The city’s Capital Improvement Program for 2017-2021 shows federal funding covering about 62 percent of the total cost of the $19-million renourishment project — $11,780,000 — with the rest of the funding split evenly between a state grant and Sarasota County Tourist Development Tax revenue set aside for city renourishment efforts.
Jackson of the USACE told the News Leader via email that the project remains unfunded at the federal level. “We put in a funding request and will learn in February/March 2017 if we made the President’s Budget list for Fiscal Year 2018,” she wrote.
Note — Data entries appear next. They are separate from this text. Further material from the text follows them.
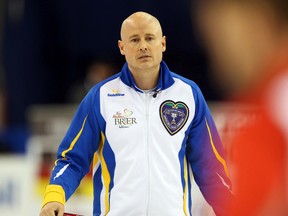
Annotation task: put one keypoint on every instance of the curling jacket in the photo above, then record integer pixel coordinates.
(142, 146)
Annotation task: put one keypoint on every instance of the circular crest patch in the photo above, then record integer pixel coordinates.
(173, 115)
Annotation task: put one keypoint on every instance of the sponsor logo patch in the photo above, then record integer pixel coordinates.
(124, 119)
(115, 93)
(173, 115)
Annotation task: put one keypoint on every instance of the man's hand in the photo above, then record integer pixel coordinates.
(50, 208)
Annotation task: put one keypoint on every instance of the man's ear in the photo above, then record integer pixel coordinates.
(121, 47)
(163, 43)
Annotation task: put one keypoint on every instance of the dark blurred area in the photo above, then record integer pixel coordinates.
(47, 47)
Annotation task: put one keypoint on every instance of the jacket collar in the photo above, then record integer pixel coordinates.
(165, 79)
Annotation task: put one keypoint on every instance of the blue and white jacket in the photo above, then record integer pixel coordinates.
(141, 146)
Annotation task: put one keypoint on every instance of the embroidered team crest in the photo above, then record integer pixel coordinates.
(173, 115)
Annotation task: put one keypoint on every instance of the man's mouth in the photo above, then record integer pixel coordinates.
(144, 56)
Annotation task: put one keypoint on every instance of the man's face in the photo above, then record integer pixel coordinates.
(142, 44)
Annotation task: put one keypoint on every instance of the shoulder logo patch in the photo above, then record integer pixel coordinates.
(173, 115)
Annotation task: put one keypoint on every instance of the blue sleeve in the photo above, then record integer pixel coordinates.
(206, 157)
(78, 146)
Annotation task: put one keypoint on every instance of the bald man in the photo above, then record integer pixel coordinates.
(141, 129)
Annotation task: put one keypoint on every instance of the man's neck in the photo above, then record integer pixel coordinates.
(146, 79)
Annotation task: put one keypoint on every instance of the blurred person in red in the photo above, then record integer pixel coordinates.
(247, 42)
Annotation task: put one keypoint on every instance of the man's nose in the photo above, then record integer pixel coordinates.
(143, 46)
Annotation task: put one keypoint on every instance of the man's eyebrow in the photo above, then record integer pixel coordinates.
(132, 36)
(136, 35)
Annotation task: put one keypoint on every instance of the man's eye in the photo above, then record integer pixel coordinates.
(134, 40)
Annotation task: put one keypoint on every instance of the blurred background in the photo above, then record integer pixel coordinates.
(53, 52)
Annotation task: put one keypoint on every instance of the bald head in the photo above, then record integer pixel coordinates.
(138, 20)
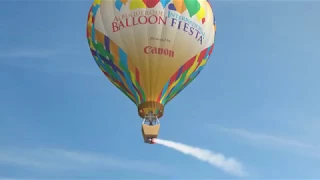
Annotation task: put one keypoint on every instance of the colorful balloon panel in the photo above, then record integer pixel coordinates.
(151, 49)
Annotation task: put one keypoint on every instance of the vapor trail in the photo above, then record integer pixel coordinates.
(229, 165)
During a presentation to the Manatee County Commission on Sept. 27, City Engineer Alexandrea DavisShaw formally requested that the board approve the seagrass mitigation plan.
“This is a homerun,” Commissioner Robin DiSabatino replied. She recently walked the Lido Beach, DiSabatino added. “I know that you are in need of renourishment there. … You’re helping us out at the same time.”
With no members of the public signed up to offer comments on the issue, Chair Vanessa Baugh asked for a motion. Commissioner Carol Whitmore made it, approving the city’s request; DiSabatino seconded the motion, and it passed unanimously.
Baugh pointed out that the agreement “shows that we want to be partners; we want to be regional partners.”
The Manatee board then sent a letter to FDEP, noting the Sept. 27 vote was in response to the request from the City of Sarasota, which was made in a Sept. 21 letter from Mayor Willie Shaw.